Given a vector of categorical/character values, sometimes it is useful to be able to create a data.frame with columns for each of the unique values in the vector and rows equal to the length of the vector. The columns for each of the unique values would indicate whether that value was the response. For example:
## Pet owned
pet <- c("dog", "dog", "dog", "cat", "cat", NA)

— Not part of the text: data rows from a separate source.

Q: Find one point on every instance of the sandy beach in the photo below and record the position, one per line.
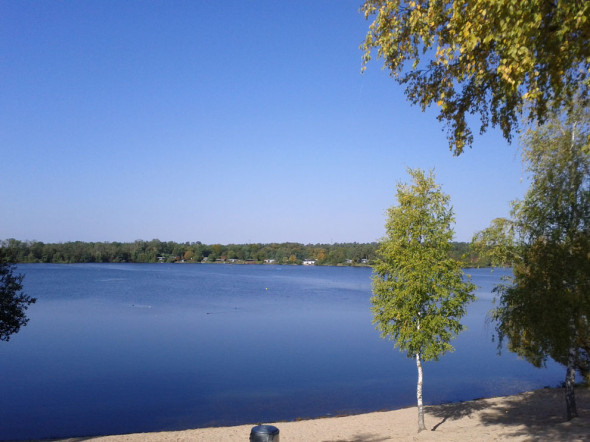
(535, 415)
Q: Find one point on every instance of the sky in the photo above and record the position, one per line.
(239, 121)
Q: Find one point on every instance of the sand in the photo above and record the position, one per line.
(536, 415)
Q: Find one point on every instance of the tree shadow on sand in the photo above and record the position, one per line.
(538, 414)
(364, 437)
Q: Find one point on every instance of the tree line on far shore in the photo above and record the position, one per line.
(168, 251)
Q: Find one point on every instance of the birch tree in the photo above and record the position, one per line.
(419, 293)
(543, 310)
(492, 58)
(13, 302)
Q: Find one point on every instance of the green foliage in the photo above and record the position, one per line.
(543, 311)
(352, 254)
(488, 57)
(419, 293)
(13, 302)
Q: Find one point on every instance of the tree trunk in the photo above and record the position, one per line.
(421, 425)
(570, 380)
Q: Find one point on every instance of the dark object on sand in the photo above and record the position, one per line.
(264, 433)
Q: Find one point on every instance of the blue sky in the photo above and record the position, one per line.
(222, 122)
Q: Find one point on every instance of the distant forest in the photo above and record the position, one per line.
(195, 252)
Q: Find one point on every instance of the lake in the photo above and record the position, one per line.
(120, 348)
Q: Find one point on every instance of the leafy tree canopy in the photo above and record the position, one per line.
(419, 294)
(488, 57)
(544, 310)
(13, 302)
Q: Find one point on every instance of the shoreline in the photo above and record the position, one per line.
(532, 415)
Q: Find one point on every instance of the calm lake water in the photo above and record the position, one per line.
(120, 348)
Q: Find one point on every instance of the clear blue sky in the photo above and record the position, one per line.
(222, 122)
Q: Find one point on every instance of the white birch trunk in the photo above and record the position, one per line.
(421, 425)
(570, 376)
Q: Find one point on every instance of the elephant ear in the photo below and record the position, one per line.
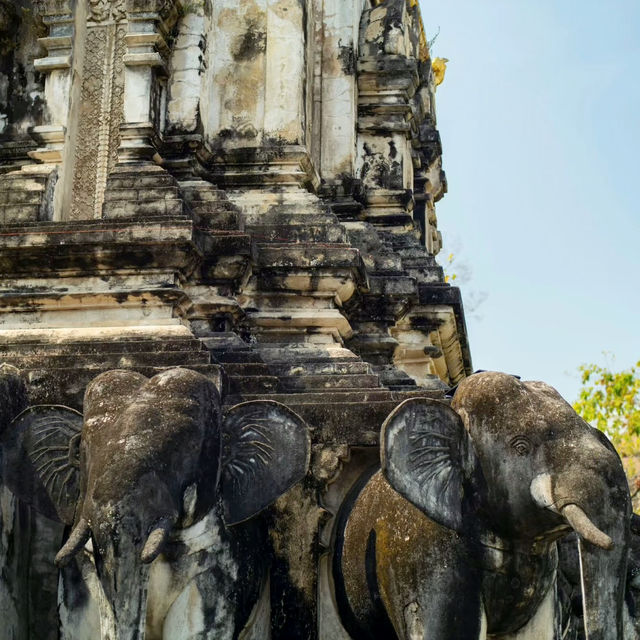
(41, 460)
(428, 457)
(266, 450)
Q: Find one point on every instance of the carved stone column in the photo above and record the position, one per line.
(258, 107)
(145, 74)
(59, 19)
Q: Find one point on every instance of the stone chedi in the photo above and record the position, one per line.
(218, 282)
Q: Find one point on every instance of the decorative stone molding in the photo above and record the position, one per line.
(102, 10)
(58, 18)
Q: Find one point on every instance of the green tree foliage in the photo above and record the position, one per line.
(610, 401)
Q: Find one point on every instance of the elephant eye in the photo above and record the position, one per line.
(522, 445)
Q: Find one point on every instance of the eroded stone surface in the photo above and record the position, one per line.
(245, 190)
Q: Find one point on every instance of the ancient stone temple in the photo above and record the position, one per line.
(218, 277)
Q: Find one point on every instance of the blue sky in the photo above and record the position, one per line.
(540, 121)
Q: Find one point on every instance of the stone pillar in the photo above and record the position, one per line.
(57, 67)
(145, 62)
(255, 113)
(341, 25)
(389, 67)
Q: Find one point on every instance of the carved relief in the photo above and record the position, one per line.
(102, 10)
(100, 116)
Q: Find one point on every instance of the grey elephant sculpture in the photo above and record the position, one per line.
(570, 592)
(455, 538)
(154, 471)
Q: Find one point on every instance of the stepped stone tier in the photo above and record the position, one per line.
(242, 188)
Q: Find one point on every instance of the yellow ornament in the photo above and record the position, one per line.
(439, 66)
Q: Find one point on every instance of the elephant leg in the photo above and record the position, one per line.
(448, 610)
(78, 597)
(543, 624)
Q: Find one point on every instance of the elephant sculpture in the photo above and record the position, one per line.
(455, 537)
(159, 490)
(570, 592)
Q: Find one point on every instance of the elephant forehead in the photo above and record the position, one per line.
(503, 403)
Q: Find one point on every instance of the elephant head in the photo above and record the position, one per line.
(149, 456)
(512, 461)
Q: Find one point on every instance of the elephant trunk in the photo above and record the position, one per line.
(600, 490)
(124, 579)
(603, 575)
(127, 535)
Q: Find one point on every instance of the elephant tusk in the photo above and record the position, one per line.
(78, 538)
(156, 541)
(581, 524)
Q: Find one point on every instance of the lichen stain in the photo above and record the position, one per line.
(251, 43)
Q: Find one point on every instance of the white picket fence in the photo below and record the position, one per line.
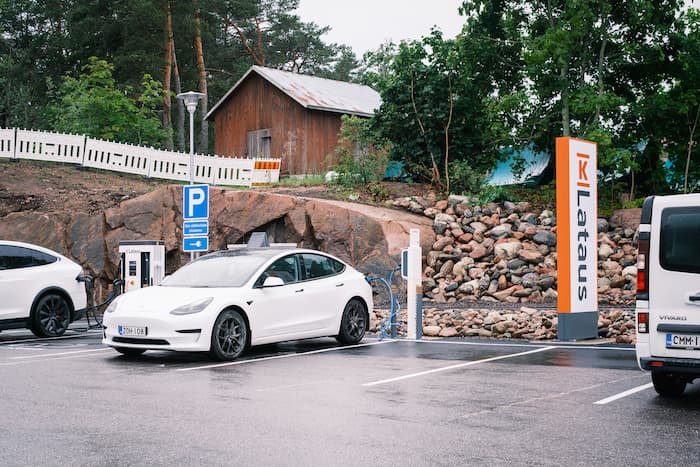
(139, 160)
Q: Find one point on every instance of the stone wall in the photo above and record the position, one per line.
(507, 253)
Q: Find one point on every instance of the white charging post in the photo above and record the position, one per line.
(414, 290)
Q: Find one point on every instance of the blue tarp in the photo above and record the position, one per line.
(535, 164)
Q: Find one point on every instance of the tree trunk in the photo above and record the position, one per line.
(601, 69)
(691, 142)
(203, 146)
(447, 138)
(167, 103)
(565, 114)
(180, 132)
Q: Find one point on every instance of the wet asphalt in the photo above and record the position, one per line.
(73, 401)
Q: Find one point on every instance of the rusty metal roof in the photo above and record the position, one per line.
(315, 93)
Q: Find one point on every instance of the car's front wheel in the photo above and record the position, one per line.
(229, 336)
(667, 385)
(353, 324)
(51, 316)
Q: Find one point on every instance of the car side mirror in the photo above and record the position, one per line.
(273, 282)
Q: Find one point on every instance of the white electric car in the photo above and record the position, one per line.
(226, 301)
(668, 291)
(39, 289)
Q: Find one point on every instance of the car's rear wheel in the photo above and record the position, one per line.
(667, 385)
(51, 316)
(229, 336)
(354, 323)
(129, 352)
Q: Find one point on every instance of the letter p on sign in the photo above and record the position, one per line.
(195, 202)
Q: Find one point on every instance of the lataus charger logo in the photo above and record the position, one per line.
(583, 195)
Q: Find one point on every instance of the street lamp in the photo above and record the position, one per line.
(191, 99)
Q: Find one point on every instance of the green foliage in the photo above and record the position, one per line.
(363, 157)
(378, 192)
(493, 194)
(464, 178)
(302, 181)
(94, 106)
(435, 95)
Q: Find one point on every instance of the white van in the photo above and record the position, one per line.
(668, 291)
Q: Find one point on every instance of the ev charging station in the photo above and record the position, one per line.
(142, 263)
(411, 271)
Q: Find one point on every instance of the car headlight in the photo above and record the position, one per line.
(194, 307)
(112, 306)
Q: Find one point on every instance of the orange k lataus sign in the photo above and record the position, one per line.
(577, 225)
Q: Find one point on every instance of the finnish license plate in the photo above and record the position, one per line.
(133, 331)
(682, 341)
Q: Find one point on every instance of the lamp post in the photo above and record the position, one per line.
(191, 99)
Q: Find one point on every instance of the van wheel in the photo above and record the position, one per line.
(667, 385)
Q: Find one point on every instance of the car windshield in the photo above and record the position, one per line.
(216, 271)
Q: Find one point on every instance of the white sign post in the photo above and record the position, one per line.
(577, 235)
(414, 289)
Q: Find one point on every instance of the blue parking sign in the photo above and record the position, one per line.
(190, 244)
(195, 202)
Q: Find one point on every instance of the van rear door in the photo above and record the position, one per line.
(674, 277)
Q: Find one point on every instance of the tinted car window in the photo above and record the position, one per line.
(16, 257)
(316, 266)
(679, 240)
(286, 268)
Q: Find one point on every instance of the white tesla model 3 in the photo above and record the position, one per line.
(229, 300)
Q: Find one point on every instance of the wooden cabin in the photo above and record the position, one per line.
(275, 113)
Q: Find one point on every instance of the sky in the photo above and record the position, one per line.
(366, 24)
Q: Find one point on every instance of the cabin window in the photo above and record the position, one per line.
(259, 143)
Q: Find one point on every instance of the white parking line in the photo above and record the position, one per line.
(40, 359)
(459, 365)
(275, 357)
(504, 344)
(48, 339)
(629, 392)
(23, 357)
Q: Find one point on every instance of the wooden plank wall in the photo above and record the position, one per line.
(301, 138)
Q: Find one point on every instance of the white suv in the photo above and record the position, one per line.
(39, 289)
(668, 291)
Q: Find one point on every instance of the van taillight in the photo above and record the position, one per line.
(642, 268)
(643, 322)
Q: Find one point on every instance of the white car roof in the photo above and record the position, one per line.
(33, 247)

It might be useful to convert this vector into a data.frame with columns
for each of the unique type of pet and with each row indicating which
type of pet it is. The spread_vector_to_columns()
function can be used
for this as follows:
spread_vector_to_columns(
x = pet,
fill = c("dog", "cat", "monkey"), ## All possible responses include monkey
prefix = "pet"
)
#> pet_cat pet_dog pet_monkey
#> 1 0 1 0
#> 2 0 1 0
#> 3 0 1 0
#> 4 1 0 0
#> 5 1 0 0
#> 6 NA NA NA
Sometimes it is useful to split the ODK select_multiple
type responses
into a data.frame with columns for each of the response and rows equal
to the length of the select_multiple
type response vector. Using the
pizza toppings example, we can use the split_select_multiples()
function as follows:
split_multiple_responses(
x = pizza_data$pizza2,
fill = c("cheese", "tomatoes", "pepperoni", "mushrooms", "artichoke", "olives", "pineapple", "other"),
prefix = "toppings"
)
#> # A tibble: 17 × 8
#> toppings_artichoke toppings_cheese toppings_mushrooms toppings_olives
#> <dbl> <dbl> <dbl> <dbl>
#> 1 0 0 0 0
#> 2 0 1 1 1
#> 3 1 1 0 0
#> 4 1 1 1 0
#> 5 0 1 1 1
#> 6 1 1 0 0
#> 7 0 1 0 0
#> 8 0 1 1 1
#> 9 0 0 1 0
#> 10 0 1 1 0
#> 11 0 1 1 1
#> 12 0 1 1 0
#> 13 0 1 0 1
#> 14 0 0 0 1
#> 15 0 1 0 0
#> 16 0 1 1 0
#> 17 1 0 1 0
#> # ℹ 4 more variables: toppings_other <dbl>, toppings_pepperoni <dbl>,
#> # toppings_pineapple <dbl>, toppings_tomatoes <dbl>
This can also be useful in splitting free text responses which are answers to questions that ask about other responses when not available from existing list of options. For example, in the pizza data, we can split the other responses for toppings as follows:
## Get all other responses provide by all respondents
all_other_choices <- stringr::str_split(pizza_data$pizza3, pattern = ",") |>
unlist() |>
stringr::str_trim() |>
tolower() |>
unique() |>
(\(x) x[!is.na(x)])()
## Apply split_multiple_responses
split_multiple_responses(
x = tolower(pizza_data$pizza3),
sep = ",",
fill = all_other_choices,
prefix = "other"
)
#> # A tibble: 17 × 6
#> other_broccoli other_chicken other_jalapeños other_onions other_sausage
#> <dbl> <dbl> <dbl> <dbl> <dbl>
#> 1 0 0 0 0 0
#> 2 0 0 0 0 0
#> 3 0 1 0 0 0
#> 4 0 0 0 0 0
#> 5 0 0 0 0 0
#> 6 0 0 0 0 0
#> 7 0 0 0 0 0
#> 8 0 0 0 0 0
#> 9 0 0 0 0 0
#> 10 0 0 0 0 0
#> 11 0 0 1 0 0
#> 12 0 0 0 0 0
#> 13 1 0 0 0 0
#> 14 1 0 0 0 0
#> 15 0 0 0 0 0
#> 16 0 0 0 1 0
#> 17 0 0 0 0 0
#> # ℹ 1 more variable: other__sausage <dbl>
In the example above, we first create a vector (all_other_choices
) of
all unique others responses in the data and then put these responses
in lower case. Then, we apply the split_multiple_responses to the others
responses in the pizza data, we set the sep
argument to a comma (,
),
use the all_other_choices
vector for the fill
argument, and use
other as the value for the prefix
argument. We then are able to
create a tibble of other responses with each unique other response
having its own column in the output data.frame. For respondents who
report that specific response as other, then a value of 1 is recorded
for that variable.